太陽光発電・蓄電池に補助金
広島県東広島市は、4月より広島大学東広島キャンパス周辺地域で脱炭素化事業を進める。事業の対象となる民間の集合住宅114棟3434戸のうち、賃貸物件が大半を占めるという。太陽光発電・蓄電池や一括受電システムの導入、エアコンや給湯器の省エネ化を促す。
同市は、2024年9月に環境省の認定する「脱炭素先行地域」として、本事業の提案が採択された。脱炭素先行地域とは、50年のカーボンニュートラル実現に向けて、30年度の目標達成を地域特性に応じて実現する地域のこと。広島県内では初。
対象地域は学生街であり、大学移転から約30年になり、築年数の経過した物件が多数ある。集合住宅やその設備の更新が課題となっていたところ、本事業の取り組みにより学生街の再生が図れることが評価され、脱炭素先行地域に選定された。
事業の対象となる賃貸住宅では、太陽光発電や蓄電池のリース費用、エアコンや給湯器の更新費用に対して補助金が受けられる。補助割合は、それぞれ導入費用の約3分の2。太陽光発電や蓄電池の設置については、設備の法定耐用年数である17年間の間に建て替えが発生しない物件が対象となる。

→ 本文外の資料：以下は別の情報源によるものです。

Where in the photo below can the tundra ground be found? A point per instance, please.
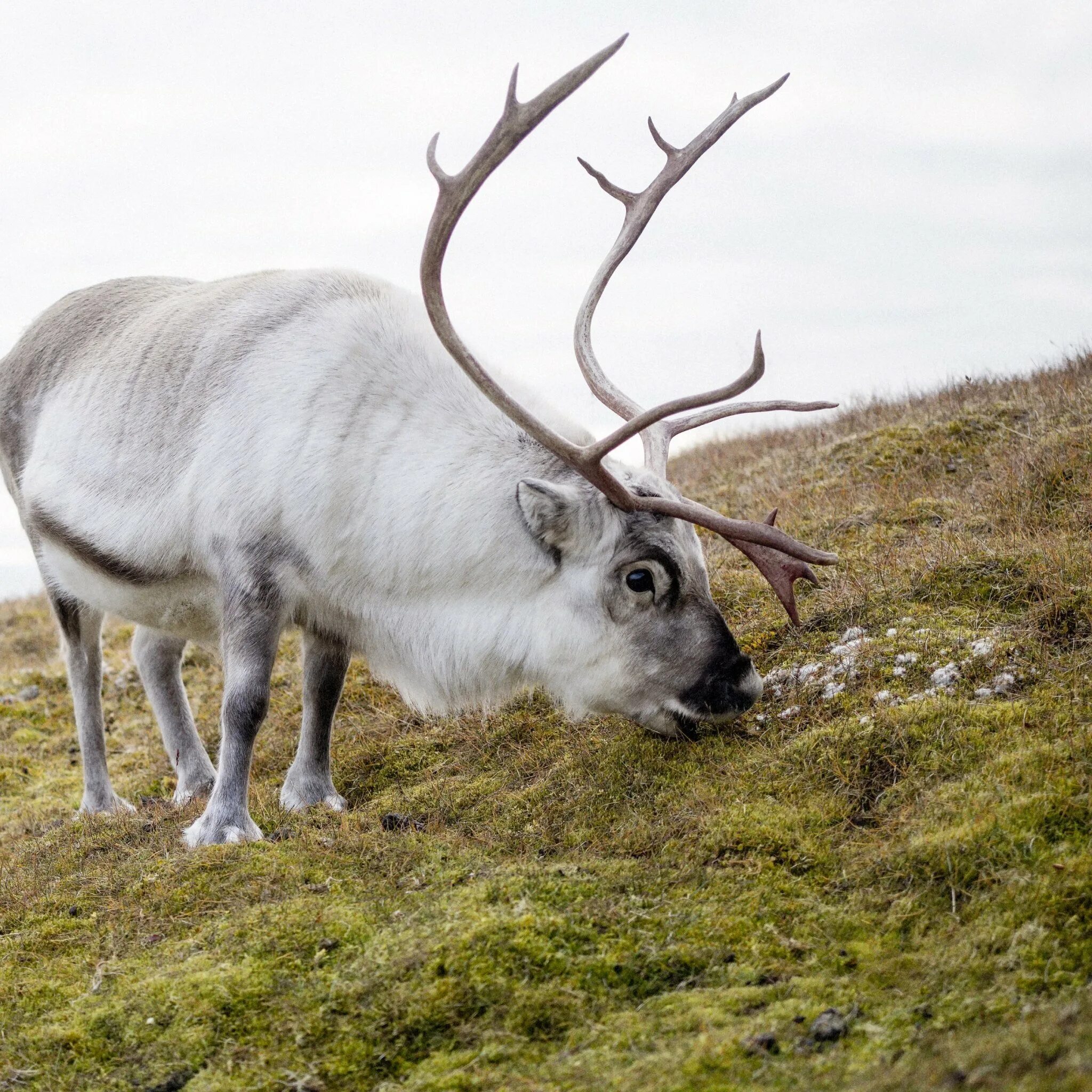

補助金の適用には一括受電システムの導入が必須であり、各設備の導入と併せてオーナーへ提案される。
一括受電システムでは、集合住宅における再生可能エネルギーを最大限活用するため、物件全体で一口の単一の電力契約とする。太陽光発電により得られた再生可能エネルギーを、共用部だけでなく各住戸でも活用できれば、太陽光発電設備や蓄電池の持つポテンシャルをより発揮できるようになるという。
一般的な集合住宅では、電力会社との契約や電気の供給は、住戸ごとに行われている。一括受電システムへの切り替えには各戸に事前の同意が必要。
同事業は地域の脱炭素化を推進するだけでなく、オーナーや入居者にもメリットがあると市は話す。オーナーは、省エネ性能の高い設備を市の補助金を活用しながら導入できる。太陽光パネルや蓄電池の設置により、停電時でもオートロックや防犯カメラなどのセキュリティーシステムが動作する点は、入居者にとって安心材料になる。
対象となる賃貸物件の約8割は管理会社を通して運営されている。同市は事業開始に先立ち、管理会社へ事業の説明を実施。オーナーへの訪問も順次進めている。
東広島市環境先進都市推進課の永久丈洋企画推進係長は「脱炭素化の設備やシステムは、まず25年度に5棟、28年度には80棟まで導入するのが目標。事業最終年度の30年度までに、対象の賃貸物件すべてに普及できるよう進めていきたい」と話す。